This discussion has been locked.
You can no longer post new replies to this discussion. If you have a question you can start a new discussion

Data Transfer Speeds Between Core and Client

Hi All

I have a dedicated 10GB link between my core and a protected server. I note the transfer speed is maxing out at around 120mb/s. I have investigated a little and can see I can amend the transfer rates but can only find articles referring to throttling the speed.

Can I increase settings to improve data transfer rates if so any recommendations?

Many Thanks!

  • Hi paulw,

    I will assume the that default 3 concurrent transfers is still untouched. Therefore you would roughly have 3 machines going 120MBps with their transfers. In total that'd be around 360MBps transfer rates. You'll should review what other jobs on the Core are taking place such as virtual standbys, integrity checks, replication, or rollups. All of this reads and writes to your repository storage.

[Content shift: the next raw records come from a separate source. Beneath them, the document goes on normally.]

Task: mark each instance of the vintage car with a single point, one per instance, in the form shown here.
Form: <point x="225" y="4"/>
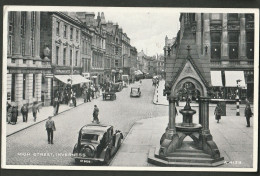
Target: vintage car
<point x="96" y="144"/>
<point x="109" y="95"/>
<point x="135" y="92"/>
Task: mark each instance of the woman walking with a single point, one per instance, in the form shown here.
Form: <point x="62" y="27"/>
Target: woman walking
<point x="248" y="114"/>
<point x="218" y="112"/>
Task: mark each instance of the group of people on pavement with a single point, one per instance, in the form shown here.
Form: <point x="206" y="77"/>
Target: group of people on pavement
<point x="248" y="113"/>
<point x="12" y="113"/>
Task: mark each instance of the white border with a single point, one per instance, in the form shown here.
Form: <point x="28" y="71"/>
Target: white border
<point x="133" y="9"/>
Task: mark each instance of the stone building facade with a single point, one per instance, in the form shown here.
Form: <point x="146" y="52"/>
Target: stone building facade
<point x="24" y="63"/>
<point x="227" y="40"/>
<point x="61" y="34"/>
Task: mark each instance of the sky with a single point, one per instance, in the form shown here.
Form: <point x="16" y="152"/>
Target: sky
<point x="146" y="27"/>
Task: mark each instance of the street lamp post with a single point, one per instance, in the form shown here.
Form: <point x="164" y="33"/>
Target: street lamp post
<point x="114" y="72"/>
<point x="237" y="98"/>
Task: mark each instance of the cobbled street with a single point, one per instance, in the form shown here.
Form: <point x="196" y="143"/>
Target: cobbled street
<point x="30" y="146"/>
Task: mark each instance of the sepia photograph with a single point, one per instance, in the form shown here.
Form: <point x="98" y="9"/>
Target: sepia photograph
<point x="122" y="88"/>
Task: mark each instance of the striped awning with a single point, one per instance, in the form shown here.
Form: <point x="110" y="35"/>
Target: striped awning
<point x="76" y="79"/>
<point x="233" y="76"/>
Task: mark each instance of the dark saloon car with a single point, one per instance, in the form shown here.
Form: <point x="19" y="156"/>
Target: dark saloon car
<point x="135" y="92"/>
<point x="97" y="143"/>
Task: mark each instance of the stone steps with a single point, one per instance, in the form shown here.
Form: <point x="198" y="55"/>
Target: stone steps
<point x="184" y="158"/>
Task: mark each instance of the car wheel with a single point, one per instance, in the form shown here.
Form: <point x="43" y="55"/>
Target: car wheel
<point x="77" y="161"/>
<point x="107" y="157"/>
<point x="119" y="143"/>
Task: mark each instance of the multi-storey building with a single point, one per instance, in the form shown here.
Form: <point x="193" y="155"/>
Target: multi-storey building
<point x="25" y="66"/>
<point x="61" y="35"/>
<point x="86" y="42"/>
<point x="227" y="41"/>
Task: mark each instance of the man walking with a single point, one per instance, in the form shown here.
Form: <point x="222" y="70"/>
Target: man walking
<point x="248" y="113"/>
<point x="95" y="114"/>
<point x="24" y="111"/>
<point x="50" y="127"/>
<point x="35" y="108"/>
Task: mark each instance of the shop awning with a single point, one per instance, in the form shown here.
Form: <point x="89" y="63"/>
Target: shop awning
<point x="233" y="76"/>
<point x="76" y="79"/>
<point x="216" y="79"/>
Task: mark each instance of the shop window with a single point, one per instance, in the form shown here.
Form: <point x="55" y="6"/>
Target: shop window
<point x="64" y="56"/>
<point x="24" y="85"/>
<point x="70" y="57"/>
<point x="65" y="31"/>
<point x="57" y="55"/>
<point x="71" y="33"/>
<point x="13" y="86"/>
<point x="57" y="28"/>
<point x="250" y="45"/>
<point x="233" y="45"/>
<point x="33" y="85"/>
<point x="215" y="45"/>
<point x="77" y="35"/>
<point x="233" y="16"/>
<point x="249" y="17"/>
<point x="76" y="59"/>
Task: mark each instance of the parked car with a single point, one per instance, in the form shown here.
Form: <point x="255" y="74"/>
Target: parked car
<point x="109" y="95"/>
<point x="96" y="144"/>
<point x="135" y="92"/>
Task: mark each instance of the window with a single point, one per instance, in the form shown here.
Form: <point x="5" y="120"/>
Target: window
<point x="24" y="85"/>
<point x="71" y="33"/>
<point x="249" y="17"/>
<point x="215" y="45"/>
<point x="250" y="45"/>
<point x="33" y="21"/>
<point x="13" y="88"/>
<point x="57" y="28"/>
<point x="233" y="16"/>
<point x="10" y="42"/>
<point x="57" y="55"/>
<point x="233" y="45"/>
<point x="33" y="85"/>
<point x="23" y="28"/>
<point x="76" y="59"/>
<point x="77" y="35"/>
<point x="65" y="31"/>
<point x="70" y="57"/>
<point x="64" y="56"/>
<point x="116" y="63"/>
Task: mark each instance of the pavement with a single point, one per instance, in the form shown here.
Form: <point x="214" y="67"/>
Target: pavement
<point x="43" y="115"/>
<point x="233" y="138"/>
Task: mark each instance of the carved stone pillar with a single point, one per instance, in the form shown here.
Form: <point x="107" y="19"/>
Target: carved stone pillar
<point x="206" y="35"/>
<point x="224" y="44"/>
<point x="242" y="41"/>
<point x="17" y="35"/>
<point x="28" y="31"/>
<point x="198" y="33"/>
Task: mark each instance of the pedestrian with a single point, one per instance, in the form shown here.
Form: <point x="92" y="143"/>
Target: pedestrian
<point x="58" y="105"/>
<point x="248" y="113"/>
<point x="14" y="115"/>
<point x="24" y="111"/>
<point x="50" y="127"/>
<point x="55" y="102"/>
<point x="74" y="99"/>
<point x="218" y="112"/>
<point x="95" y="114"/>
<point x="35" y="108"/>
<point x="9" y="114"/>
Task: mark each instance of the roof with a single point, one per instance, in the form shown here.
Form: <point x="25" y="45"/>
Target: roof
<point x="200" y="64"/>
<point x="95" y="128"/>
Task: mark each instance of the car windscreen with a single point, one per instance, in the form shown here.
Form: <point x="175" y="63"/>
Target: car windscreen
<point x="89" y="137"/>
<point x="134" y="90"/>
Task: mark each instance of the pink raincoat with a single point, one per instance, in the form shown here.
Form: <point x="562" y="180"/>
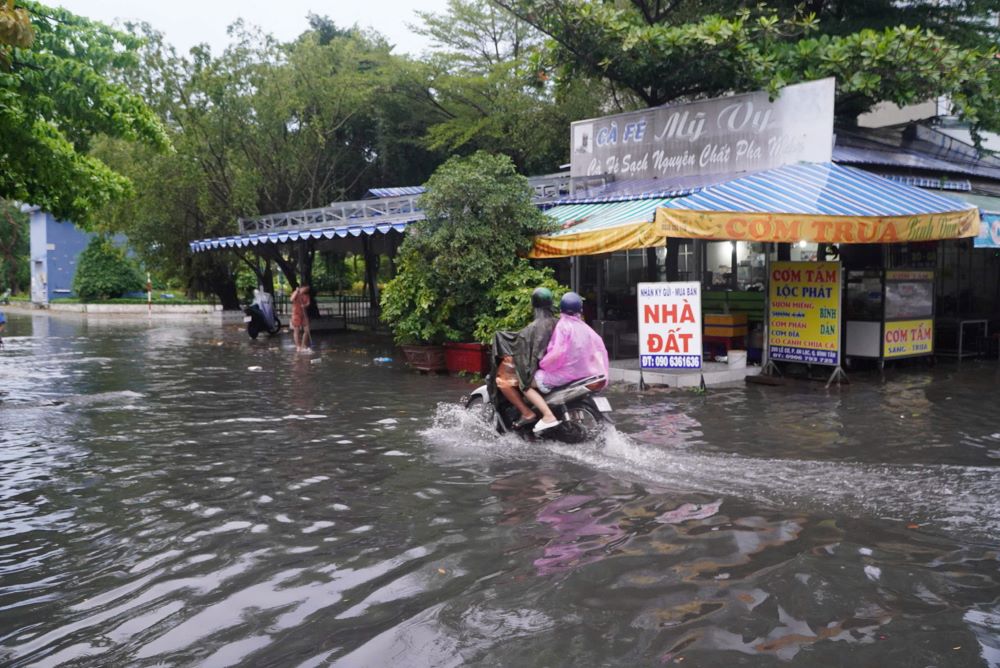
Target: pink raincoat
<point x="575" y="351"/>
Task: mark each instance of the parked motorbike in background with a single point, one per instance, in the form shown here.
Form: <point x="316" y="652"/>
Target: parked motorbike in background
<point x="260" y="317"/>
<point x="581" y="411"/>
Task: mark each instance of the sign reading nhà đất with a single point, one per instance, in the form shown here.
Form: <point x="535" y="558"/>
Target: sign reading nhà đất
<point x="804" y="312"/>
<point x="739" y="133"/>
<point x="669" y="325"/>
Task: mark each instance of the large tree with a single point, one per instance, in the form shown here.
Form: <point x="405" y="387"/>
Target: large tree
<point x="57" y="92"/>
<point x="683" y="49"/>
<point x="262" y="128"/>
<point x="486" y="86"/>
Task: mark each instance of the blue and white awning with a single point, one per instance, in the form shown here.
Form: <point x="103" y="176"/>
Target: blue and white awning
<point x="286" y="235"/>
<point x="402" y="191"/>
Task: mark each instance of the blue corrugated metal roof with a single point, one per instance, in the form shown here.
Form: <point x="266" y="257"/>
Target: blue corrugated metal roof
<point x="898" y="158"/>
<point x="622" y="191"/>
<point x="959" y="185"/>
<point x="817" y="189"/>
<point x="577" y="218"/>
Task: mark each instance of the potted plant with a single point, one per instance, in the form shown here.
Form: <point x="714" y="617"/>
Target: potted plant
<point x="479" y="223"/>
<point x="407" y="305"/>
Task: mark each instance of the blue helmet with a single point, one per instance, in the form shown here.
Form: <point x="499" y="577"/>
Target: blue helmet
<point x="571" y="303"/>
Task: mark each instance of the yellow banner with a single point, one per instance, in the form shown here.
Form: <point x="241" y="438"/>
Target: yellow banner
<point x="804" y="312"/>
<point x="622" y="237"/>
<point x="907" y="338"/>
<point x="789" y="228"/>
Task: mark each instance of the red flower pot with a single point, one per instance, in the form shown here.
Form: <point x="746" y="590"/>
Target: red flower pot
<point x="467" y="357"/>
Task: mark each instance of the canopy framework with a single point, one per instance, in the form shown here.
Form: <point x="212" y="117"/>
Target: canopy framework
<point x="816" y="202"/>
<point x="821" y="202"/>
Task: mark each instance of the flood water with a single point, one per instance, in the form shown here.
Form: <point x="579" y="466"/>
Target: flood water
<point x="162" y="503"/>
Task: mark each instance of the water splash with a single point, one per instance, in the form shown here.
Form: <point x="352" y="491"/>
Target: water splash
<point x="948" y="498"/>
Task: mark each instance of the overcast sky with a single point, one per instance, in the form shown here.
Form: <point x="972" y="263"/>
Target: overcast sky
<point x="189" y="22"/>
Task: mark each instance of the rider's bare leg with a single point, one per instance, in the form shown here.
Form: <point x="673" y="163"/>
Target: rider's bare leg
<point x="513" y="395"/>
<point x="535" y="397"/>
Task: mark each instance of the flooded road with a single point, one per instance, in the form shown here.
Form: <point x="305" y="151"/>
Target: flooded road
<point x="163" y="504"/>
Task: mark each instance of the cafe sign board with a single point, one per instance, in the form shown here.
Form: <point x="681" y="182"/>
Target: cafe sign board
<point x="738" y="133"/>
<point x="669" y="325"/>
<point x="804" y="312"/>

    The next step would be to consider the maximum write and read speeds the disks your repository resides on can reach before further troubleshooting the transfer question that has been raised. If you have completed bench marks of reads and writes, please share the results. One tool that I like to use is CrystalDiskMark: crystalmark.info/.../index-e.html

    You can also review your dedupe cache sizing and see if it needs to be increased: support.quest.com/.../134726. If more transferred data can be deduplicated, then the transfer rate will increase because less data is being committed to the repository.
  • Hi Derek,
    Thanks for the response....the transfer rate of the default 3 concurrent connections actually drops to around 40MBps therefore indicating a maximum transfer of 120MBps in total and not the 360MBps as I would expect to see. I can copy an ISO over the network to the appliance at 950MBps indicating further that there is some throttling in place with Rapid Recovery. The settings for transfer are currently set at the default level as per a default RR installation. If you have any further ideas that would be much appreciated! I am also experiencing this issue between my core and replication partner which again has a 10GB dedicated Fibre.
    Thanks

  • Hi Paulw:
    I would like to add my "tupence" to the conversation.

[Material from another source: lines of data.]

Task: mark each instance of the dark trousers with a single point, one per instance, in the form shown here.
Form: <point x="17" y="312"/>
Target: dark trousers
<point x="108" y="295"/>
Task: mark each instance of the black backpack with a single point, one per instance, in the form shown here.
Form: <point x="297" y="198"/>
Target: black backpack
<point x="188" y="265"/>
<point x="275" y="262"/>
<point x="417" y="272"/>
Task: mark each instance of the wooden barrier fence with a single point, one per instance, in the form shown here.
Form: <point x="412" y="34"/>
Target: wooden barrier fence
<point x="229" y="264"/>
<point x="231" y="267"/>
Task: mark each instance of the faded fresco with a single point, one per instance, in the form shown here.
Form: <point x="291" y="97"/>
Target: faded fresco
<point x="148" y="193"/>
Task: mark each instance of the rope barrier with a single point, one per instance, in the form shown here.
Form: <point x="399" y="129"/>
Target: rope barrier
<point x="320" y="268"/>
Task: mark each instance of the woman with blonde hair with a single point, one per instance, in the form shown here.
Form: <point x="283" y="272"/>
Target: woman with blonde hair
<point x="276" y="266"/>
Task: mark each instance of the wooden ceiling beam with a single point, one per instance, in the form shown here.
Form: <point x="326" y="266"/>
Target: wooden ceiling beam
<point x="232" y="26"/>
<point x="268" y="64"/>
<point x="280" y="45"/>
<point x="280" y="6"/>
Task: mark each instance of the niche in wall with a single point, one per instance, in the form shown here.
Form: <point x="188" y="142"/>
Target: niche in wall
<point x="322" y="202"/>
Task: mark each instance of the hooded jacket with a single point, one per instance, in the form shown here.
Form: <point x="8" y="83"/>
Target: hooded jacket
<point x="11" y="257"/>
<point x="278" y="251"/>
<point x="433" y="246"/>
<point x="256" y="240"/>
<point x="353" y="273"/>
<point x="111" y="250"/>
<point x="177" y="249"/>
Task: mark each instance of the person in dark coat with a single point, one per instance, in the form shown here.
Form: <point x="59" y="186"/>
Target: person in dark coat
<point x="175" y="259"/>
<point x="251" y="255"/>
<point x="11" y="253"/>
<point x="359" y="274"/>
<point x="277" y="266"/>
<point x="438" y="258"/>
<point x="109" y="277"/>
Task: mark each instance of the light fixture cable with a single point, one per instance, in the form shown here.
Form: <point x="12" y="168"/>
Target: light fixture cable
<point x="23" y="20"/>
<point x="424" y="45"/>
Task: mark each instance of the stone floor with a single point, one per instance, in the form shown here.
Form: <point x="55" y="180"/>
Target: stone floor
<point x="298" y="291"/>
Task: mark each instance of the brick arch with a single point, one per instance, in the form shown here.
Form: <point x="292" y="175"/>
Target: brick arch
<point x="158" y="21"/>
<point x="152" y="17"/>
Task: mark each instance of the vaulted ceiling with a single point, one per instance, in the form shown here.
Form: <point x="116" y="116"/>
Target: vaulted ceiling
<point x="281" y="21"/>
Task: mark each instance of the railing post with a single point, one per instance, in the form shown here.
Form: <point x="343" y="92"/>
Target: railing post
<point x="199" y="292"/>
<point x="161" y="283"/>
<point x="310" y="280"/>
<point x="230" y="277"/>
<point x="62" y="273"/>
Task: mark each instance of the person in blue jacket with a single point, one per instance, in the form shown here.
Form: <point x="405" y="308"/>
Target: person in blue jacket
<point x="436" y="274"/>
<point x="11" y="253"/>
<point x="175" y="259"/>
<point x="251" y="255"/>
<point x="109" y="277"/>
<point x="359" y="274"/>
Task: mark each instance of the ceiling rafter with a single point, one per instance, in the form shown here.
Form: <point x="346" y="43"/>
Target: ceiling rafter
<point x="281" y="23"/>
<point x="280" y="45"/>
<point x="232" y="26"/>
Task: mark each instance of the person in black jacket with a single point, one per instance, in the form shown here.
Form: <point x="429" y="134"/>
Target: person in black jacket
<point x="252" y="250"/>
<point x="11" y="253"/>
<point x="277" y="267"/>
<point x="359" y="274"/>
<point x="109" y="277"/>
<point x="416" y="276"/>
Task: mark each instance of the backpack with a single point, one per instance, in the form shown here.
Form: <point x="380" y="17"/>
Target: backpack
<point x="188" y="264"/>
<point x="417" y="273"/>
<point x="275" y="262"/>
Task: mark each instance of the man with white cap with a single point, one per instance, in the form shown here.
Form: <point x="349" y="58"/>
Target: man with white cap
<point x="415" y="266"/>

    When sizing RapidRecovery assignments, a common approach is to focus on the network connection characteristics and give very little importance if any to the storage performance both on the protected machine and the core. In fact the most important characteristic of any system transferring huge amounts of data is the available IOPS on the storage systems at the ends of the transfer pipe. For instance, if the source system hosts a SQL server that is hammered with I/O requests, there may be very little room left to transfer the backup data. On the repository size, when doing Attachability, mounatbility, data transfers, replication and exports plus "invisible" background jobs such as deferred deletes at the same time subtract IOPS from the available pool; it is not uncommon to see 100% disk active time and queue lengths of 5 or more (according to Microsoft, a queue length of 2 is a bottle neck).

    Other limitation, which is inherent to Rapid Recovery is the fixed size of the blocks -- 8KB (while windows works with 64KB chunks). This was decided in order to get high deduplication/compression (despite its simplicity it is one of the best in the business).

    Another factor diminishing performance is the size of the in line dedupe cache -- the larger it is the more time it take between data is received on the wire and the moment it is committed to storage. Moreover, the dedupe cache is flushed on the disk every hour or so. During this process all repository jobs are suspended. In certain cases this operation can take 5, 10 even 20 minutes every hour (the case of large dedupe cache on slow storage -- i.e. 64GB being flushed on 5400 RPM/512MB cache Raid 1 disks). At last but not at least, data read on the protected machine and committed to the repository is read and written in a random pattern which diminishes considerably the performance compared with sequential operations.

    It does not make too much sense to compare Windows copy and data backup. First, Windows copy is caching data but reports data still in the memory as being transferred (which a backup operation should report only committed data). Second, Windows dedupes data (if enabled so) at a time the system does not do something else, while Rapid Recovery backups are doing it before committing the data to the repository. Windows copy is unable to sustain copying large volumes of data without errors for long periods of time as it is optimized toward small files compared with backup jobs which should be able to perform terabytes of transfers without error.

    So, returning the question of how to improve performance, the first thing to do is to make sure that the storage system on core and protected agents perform properly (fast disks, SAS rather than SATA, use writeback caching and adaptive reds on Raid arrays etc). Second is to see if jobs can be staggered in such a way that most of the time they run with minimal "competition". Third, on the networking side, set end-to-end jumbo frames, avoid using VLANS if possible and use proven quality switches. If you have a cahance, make a RAID 1 out of 2 SSDs with high sustainable write capabilities and move there the Dedupe cache location. For improved reliability I would choose SSDs at least twice the optimal size of the Dedupe cache (which it won't be that difficult taking into account that the max recommended size is around 32GB. Keep in mind that you have two copies so plan for double storage size.

    At last but not at least, based on the quality of your core storage, you may attempt to increase the value of transfers settings for agents (i.e. the segment size). The benefits of changing the transfer settings are rather volatile so I won't get into details. Sufice to say that there are better chances of success on iSCSI storage.

    Hope that this helps.